Build The Seam On Day One

Building a platform for high-volume data forces a choice.

You need a fast database for long-term storage. But setting up a complex system on day one is hard. You might not even know your data patterns yet. The safe choice is a standard relational database you already use.

The mistake is tying your code directly to that first database. If every part of your app calls the database directly, you create a trap. Switching to a better database later will require a massive refactor.

The right move is to build a seam.

A seam is a contract. It defines what the system does without saying how it does it.

  • Create an interface for the task.
  • Write a basic driver using your current database.
  • Bind that driver to the interface.

Every other part of your app talks only to the interface. No one knows which database is running in the background.

When your data grows and you need a faster system, the work is simple. You write a new driver, change one line of code, and ship it. No dashboards break. No pipelines stop.

Some people call this premature abstraction. They say you do not need it yet.

I disagree. An interface costs you one extra file. Skipping it just moves the cost to a later date. When you finally need to change, you will have hundreds of files to fix under pressure. An interface is cheap insurance.

Use these three habits to make your seams stronger:

  • Use dual identifiers. Use fast integers for internal database joins. Use UUIDs for anything that leaves your system. This keeps your data secure and your joins fast.

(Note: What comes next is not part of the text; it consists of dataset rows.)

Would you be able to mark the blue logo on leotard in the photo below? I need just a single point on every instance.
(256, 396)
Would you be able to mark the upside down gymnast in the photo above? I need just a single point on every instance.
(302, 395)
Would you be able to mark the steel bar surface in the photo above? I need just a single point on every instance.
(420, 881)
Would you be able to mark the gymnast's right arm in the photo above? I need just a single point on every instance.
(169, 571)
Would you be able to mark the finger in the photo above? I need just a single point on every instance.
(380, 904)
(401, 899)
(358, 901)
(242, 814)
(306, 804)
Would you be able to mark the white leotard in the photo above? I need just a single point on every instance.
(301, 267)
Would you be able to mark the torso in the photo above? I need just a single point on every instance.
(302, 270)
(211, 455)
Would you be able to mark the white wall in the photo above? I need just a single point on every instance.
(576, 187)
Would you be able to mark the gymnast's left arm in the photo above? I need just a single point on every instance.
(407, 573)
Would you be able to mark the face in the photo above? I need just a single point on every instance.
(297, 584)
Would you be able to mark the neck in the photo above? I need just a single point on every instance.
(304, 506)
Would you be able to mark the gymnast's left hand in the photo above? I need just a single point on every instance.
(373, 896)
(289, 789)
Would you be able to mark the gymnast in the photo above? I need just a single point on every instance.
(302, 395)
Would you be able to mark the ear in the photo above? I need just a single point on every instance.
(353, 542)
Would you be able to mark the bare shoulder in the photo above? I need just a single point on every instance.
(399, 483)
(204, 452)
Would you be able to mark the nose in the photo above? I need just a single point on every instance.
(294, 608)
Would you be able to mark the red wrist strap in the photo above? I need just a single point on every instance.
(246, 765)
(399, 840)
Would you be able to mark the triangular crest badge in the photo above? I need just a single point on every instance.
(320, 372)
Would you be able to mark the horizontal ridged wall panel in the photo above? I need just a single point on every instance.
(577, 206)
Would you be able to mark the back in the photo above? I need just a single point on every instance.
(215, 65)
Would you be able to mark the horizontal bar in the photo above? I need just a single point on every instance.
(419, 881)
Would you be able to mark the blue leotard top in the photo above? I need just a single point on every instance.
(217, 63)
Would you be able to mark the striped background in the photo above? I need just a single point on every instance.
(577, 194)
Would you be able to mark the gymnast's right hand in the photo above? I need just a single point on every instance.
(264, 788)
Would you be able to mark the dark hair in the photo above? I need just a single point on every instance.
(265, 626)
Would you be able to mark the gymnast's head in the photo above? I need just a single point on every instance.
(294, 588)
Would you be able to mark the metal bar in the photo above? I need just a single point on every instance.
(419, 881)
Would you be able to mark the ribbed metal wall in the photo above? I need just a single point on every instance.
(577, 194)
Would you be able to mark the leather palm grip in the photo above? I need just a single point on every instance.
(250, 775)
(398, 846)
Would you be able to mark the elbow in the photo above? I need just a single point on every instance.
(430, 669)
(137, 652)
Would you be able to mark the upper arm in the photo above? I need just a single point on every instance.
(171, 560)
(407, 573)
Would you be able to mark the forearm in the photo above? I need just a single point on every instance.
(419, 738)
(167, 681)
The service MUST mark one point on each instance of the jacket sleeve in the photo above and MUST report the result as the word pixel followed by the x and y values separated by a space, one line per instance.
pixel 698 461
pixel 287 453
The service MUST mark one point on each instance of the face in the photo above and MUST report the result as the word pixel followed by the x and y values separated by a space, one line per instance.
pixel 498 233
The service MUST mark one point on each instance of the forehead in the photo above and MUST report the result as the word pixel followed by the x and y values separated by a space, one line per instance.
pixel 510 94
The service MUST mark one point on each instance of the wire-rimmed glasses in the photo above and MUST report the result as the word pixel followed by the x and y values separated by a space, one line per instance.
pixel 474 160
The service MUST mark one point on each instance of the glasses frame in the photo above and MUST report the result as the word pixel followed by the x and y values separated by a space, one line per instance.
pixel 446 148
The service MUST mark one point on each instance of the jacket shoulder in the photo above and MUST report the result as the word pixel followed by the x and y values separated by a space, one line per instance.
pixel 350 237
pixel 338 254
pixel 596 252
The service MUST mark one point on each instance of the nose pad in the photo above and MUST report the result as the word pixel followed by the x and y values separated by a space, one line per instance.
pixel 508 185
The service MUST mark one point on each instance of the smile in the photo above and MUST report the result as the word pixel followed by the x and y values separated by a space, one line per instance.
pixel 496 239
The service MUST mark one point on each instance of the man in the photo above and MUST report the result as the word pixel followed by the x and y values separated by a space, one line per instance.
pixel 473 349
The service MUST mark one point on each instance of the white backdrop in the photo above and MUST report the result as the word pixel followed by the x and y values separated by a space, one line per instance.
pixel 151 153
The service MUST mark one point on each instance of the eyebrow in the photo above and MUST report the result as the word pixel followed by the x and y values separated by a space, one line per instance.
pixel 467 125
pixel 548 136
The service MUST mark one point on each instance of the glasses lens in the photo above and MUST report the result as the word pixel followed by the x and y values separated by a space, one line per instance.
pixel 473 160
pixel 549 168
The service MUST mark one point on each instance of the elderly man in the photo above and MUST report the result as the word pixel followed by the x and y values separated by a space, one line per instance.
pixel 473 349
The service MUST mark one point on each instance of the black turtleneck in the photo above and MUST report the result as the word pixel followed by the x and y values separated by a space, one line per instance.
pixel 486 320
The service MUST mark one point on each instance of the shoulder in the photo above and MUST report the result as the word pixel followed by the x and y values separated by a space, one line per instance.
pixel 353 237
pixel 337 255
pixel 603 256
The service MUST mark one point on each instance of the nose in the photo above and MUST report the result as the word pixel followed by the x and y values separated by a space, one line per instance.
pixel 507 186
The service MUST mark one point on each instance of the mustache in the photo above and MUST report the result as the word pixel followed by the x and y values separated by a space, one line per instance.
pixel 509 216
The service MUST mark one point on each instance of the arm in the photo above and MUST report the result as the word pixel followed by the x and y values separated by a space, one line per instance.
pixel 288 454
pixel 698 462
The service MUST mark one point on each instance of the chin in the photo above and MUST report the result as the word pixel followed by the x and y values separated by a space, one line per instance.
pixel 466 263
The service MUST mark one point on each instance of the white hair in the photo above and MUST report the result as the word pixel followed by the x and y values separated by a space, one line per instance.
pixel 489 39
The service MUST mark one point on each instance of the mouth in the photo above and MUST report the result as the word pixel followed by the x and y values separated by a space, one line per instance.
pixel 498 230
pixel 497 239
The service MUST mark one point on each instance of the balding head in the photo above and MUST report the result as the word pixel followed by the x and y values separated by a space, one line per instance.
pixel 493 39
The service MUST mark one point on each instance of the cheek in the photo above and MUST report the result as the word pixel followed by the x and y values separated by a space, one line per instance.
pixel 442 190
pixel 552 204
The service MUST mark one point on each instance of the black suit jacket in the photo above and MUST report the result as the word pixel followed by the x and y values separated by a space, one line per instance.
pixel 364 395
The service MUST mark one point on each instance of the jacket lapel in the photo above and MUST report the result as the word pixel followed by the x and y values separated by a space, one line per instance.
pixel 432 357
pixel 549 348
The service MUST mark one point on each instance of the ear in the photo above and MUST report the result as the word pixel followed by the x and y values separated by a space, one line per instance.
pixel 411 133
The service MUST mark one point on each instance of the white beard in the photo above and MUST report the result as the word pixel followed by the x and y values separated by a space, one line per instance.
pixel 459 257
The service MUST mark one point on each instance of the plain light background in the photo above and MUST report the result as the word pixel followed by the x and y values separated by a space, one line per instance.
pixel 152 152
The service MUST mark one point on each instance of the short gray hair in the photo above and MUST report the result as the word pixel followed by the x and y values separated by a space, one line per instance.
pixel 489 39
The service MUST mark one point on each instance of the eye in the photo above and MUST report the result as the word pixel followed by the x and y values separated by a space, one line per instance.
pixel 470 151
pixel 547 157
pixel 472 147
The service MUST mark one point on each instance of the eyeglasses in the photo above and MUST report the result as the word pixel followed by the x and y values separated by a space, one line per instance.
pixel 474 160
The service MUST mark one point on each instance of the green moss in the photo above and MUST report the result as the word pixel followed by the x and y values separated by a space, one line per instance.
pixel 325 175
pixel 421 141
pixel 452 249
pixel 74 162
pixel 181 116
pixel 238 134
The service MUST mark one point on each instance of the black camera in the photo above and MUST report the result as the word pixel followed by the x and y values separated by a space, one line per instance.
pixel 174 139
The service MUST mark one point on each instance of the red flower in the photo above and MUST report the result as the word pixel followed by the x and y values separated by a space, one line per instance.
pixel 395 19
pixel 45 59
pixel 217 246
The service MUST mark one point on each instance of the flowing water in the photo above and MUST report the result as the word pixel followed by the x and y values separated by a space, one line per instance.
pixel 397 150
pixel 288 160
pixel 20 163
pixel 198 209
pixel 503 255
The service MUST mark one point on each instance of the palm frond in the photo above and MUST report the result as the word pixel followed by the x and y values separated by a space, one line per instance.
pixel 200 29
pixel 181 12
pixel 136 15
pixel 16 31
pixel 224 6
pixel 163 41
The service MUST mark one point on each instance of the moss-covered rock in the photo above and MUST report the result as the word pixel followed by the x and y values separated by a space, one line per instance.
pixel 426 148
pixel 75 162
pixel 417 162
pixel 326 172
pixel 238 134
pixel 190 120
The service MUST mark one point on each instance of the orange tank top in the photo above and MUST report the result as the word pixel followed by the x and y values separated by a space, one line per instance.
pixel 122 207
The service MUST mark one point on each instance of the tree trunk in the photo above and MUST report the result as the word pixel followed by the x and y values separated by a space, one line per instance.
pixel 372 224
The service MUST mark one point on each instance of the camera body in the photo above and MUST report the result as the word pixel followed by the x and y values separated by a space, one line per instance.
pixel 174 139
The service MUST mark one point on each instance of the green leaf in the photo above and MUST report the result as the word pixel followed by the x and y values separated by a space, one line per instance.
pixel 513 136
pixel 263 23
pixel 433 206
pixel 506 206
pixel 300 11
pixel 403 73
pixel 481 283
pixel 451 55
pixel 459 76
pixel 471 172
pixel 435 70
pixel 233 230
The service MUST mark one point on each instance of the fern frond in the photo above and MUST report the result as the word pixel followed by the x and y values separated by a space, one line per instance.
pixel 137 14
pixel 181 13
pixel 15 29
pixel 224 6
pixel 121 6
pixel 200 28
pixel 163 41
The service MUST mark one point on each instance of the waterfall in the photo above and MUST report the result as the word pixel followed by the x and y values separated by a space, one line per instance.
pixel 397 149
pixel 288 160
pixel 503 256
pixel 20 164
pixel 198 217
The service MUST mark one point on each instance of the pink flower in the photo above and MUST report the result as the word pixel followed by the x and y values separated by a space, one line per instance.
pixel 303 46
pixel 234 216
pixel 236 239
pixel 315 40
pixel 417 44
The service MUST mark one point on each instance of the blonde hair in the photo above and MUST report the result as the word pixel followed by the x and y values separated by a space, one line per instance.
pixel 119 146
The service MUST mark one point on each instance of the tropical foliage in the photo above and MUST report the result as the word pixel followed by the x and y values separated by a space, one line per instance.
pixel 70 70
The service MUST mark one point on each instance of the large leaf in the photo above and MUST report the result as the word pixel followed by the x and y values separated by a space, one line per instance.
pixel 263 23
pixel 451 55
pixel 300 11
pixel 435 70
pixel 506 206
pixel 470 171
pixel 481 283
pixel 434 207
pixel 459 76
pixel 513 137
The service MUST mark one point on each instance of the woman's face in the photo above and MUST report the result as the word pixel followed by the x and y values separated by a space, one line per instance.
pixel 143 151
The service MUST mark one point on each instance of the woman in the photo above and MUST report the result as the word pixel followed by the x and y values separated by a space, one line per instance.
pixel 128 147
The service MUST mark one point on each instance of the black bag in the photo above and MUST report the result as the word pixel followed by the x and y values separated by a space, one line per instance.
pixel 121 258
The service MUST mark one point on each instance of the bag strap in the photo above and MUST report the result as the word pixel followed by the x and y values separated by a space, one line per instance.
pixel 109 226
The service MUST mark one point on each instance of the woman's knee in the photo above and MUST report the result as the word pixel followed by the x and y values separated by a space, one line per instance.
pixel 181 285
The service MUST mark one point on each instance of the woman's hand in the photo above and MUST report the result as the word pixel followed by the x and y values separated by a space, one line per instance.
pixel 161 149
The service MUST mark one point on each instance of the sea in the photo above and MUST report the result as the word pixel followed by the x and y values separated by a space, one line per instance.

  • Use Enums for shared vocabulary. Do not use random strings for statuses or severities. Use a single Enum so every part of your app speaks the same language.

  • Use versioned envelopes for data. If your system receives data from many sources, use a strict schema. Only add new fields. Never remove or rename them without a new version. This keeps old clients working while you improve the system.

Find the boundary. Name it with a contract. Fill it with a simple implementation.

The contract is your promise. The driver is just how you keep that promise today.